古長安以她的壯闊外觀和精彩絕倫的人文養分滋補了國人的精神家園,長安的規制也東渡扶桑,成為奈良時代平城京(奈良)的建設藍本,其後平安朝的平安京(京都)西部規劃也參考了西京城坊。
只可惜京都的西部建設闕如,城市另壹邊借鑒東都洛陽的部分倒是建成了,因此京都古稱“洛陽”,貴族前往平安京覲見天皇還要稱“上洛”。
如今西安的經濟文化已經卓犖於西部,是座典型的現代都市。除了令人眼花繚亂的名勝古跡之外,陜西歷史博物館和西安碑林都是不容錯過的地方,方寸點滴都耐人品讀,文化氛圍堪稱厚重。
西安的周邊甚至鬧市裏還有幾座名寺,並不顯山露水,但其中也有近兩千年歷史的名剎——密宗祖庭大興善寺。
壹
就像前年跟隨人文讀書會前往臺灣時壹樣,當時先用壹整天看盡臺北故宮展示的寶藏後,才和剛到達的大部隊匯合。寶島之旅好比期待已久的“年夜飯”,事先有了佳肴墊底,不覺怡然。
我多年前曾經趁假期遊西安,有名的景點都去過。這回提前抵達,邀約大學舍友新偉同遊,他盡地主之誼帶我尋訪古寺。雖然時間不富足,遊覽仍開眼界,所獲頗多。
我們的第壹站就是大興善寺。它始建於西晉(265-317)泰始元年(公元265年),初名遵善寺。寺中有文字介紹,這裏在隋文帝時更名,因為和玄都觀同列新城的第五條崗,涉“九五位尊”,所以“不欲常人居之,故設寺、觀以鎮。”

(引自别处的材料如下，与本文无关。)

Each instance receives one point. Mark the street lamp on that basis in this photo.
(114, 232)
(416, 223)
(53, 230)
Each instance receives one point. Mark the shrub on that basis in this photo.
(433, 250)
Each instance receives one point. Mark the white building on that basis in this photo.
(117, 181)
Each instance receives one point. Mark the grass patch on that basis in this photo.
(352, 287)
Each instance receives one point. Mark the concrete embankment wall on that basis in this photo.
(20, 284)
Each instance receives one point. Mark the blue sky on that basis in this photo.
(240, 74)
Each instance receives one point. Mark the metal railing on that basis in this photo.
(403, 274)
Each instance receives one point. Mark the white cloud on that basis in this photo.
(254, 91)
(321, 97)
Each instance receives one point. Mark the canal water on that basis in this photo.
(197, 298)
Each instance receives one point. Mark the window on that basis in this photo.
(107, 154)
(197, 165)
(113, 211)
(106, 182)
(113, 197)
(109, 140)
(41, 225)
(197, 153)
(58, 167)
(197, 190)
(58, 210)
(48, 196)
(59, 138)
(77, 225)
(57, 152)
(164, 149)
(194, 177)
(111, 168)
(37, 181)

大興善寺在玄宗開元年間成為重要的譯經場所和密宗發源地。九十年後空海入唐求法,在密宗青龍寺拜師,歸國後創立真言宗,所以密宗源頭大興善寺也成為了真言宗的祖庭。
這座門上的匾額書法都來自趙樸初,端莊而靈動,氣度非凡。他的典雅氣質和晉宋韻味最為濃郁,因為有深厚的學識、氣宇做支撐。趙樸初精品書作放在北宋也絕對歸於壹流,所以他堪稱上世紀最傑出的書法大家。
當然趙樸老寫大興善寺“密藏宗風”的匾額,系因當時他是中國佛教領袖。由此可見大興善寺的規制之高。

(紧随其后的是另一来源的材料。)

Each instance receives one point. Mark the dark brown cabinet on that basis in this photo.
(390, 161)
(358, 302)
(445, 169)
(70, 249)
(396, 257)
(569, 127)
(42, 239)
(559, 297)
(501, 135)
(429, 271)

寺中殿宇巍峨,廣場開闊。大殿上有“五方五佛”的牌匾,是密宗寺院所特有;上方“大雄寶殿”自然也是趙字,用晉宋的經典標準看,秀潤儁拔,體勢飛動,哪裏去找比這更好的牌匾。
寺內有文殊、觀音、普賢、地藏菩薩各自樓殿和造像,還有毗盧遮那佛殿和金剛殿,十分規整。
過壹道小門時,我們看見樹上綴滿小桔子,有的掉在地上。已近涼天,橙色果實飽含視覺沖擊力,暖陽之下陡然想起“酒熟三冬不出戶,寒禽啄盡枇杷花”的詩句。那種灑脫的意興,可能最適合這座創造出盛唐詩庫的古城。
大興善寺是深藏在城市中的古剎,和樂遊原上的青龍寺壹樣,經歷過公元846年前後唐武宗滅佛的災難。目前的大興善寺從明代初年開始陸續修建,而青龍寺則是近年在遺址上復建,彌漫著些許現代氣息。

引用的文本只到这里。